Si Manuel Valls a évité les sifflets, ce n’est pas le cas d’une figure de l’aile droite du PS, le secrétaire d’Etat chargé des Relations avec le Parlement, Jean-Marie Le Guen, parfois surnommé par les frondeurs "ministre des tensions avec le Parlement". C’est le seul membre du gouvernement qui a ainsi dû essuyer quelques hués lors de son passage à la tribune, samedi après-midi, par les soutiens de la motion B.

 

  • Un frondeur hué 

Ce dimanche, pour la dernière matinée du congrès, c’est le député Laurent Baumel qui a connu pareille mésaventure.

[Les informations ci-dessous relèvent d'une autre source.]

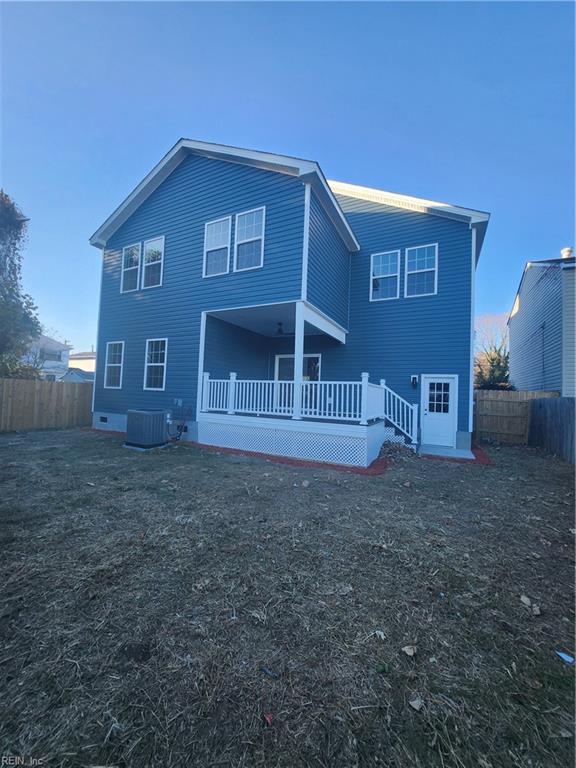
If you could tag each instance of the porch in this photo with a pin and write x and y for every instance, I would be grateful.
(288, 408)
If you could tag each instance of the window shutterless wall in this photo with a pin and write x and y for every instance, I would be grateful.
(198, 191)
(396, 338)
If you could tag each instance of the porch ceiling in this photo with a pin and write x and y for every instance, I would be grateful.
(265, 319)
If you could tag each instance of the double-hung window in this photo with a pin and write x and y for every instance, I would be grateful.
(385, 276)
(421, 277)
(153, 262)
(130, 268)
(249, 240)
(114, 363)
(217, 247)
(155, 363)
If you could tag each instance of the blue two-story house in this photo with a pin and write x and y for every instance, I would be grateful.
(274, 311)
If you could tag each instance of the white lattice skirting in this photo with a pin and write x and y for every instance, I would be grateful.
(312, 441)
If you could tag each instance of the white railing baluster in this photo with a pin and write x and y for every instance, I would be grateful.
(358, 401)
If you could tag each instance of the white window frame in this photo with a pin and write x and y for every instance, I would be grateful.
(114, 365)
(398, 254)
(139, 268)
(164, 364)
(249, 239)
(207, 250)
(150, 240)
(416, 271)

Durant un discours plutôt offensif contre la ligne politique prônée par la motion majoritaire, portée par Jean-Christophe Cambadélis et soutenu par une grande partie du gouvernement, la salle s’est manifestée contre lui, au moment où Manuel Valls, avec un sens aigu du timing, en profitait pour faire un "off" avec les journalistes.

 

  • L’escapade de Valls

La rumeur avait commencé à monter, samedi matin. Avant d’être confirmée par Matignon. Manuel Valls, Premier ministre et de fait patron de la majorité, qui avait annoncé qu’il serait présent les trois jours à Poitiers, s’est finalement esquivé le temps d’une soirée pour aller, en tant que chef du gouvernement, à Berlin pour assister à la finale de la Ligue des champions entre son club de cœur, le FC Barcelone (vainqueur au final 3-1) et la Juventus de Turin. Une escapade qui ne passe pas à droite. Et pas si bien que ça non plus à gauche.

 

  • L’épine Montebourg dans le pied du PS

Tous voulaient un congrès "serein et apaisé". Malgré l’opposition des frondeurs. C’était le cas jusqu’à ce dimanche 7 juin et la violente tribune signée Arnaud Montebourg et Mathieu Pigasse dans le JDD, fustigeant la politique économique couple exécutif Hollande-Valls.

 

  • La grève des bus

Le congrès du PS a été l’occasion, pour les chauffeurs de bus de Poitiers de faire entendre leur mécontentement. Ainsi se sont-ils mis en grève, vendredi 5 juin, perturbant le trafic. Au grand dam des congressistes, même si des navettes avaient été affrétées spécialement pour l’occasion.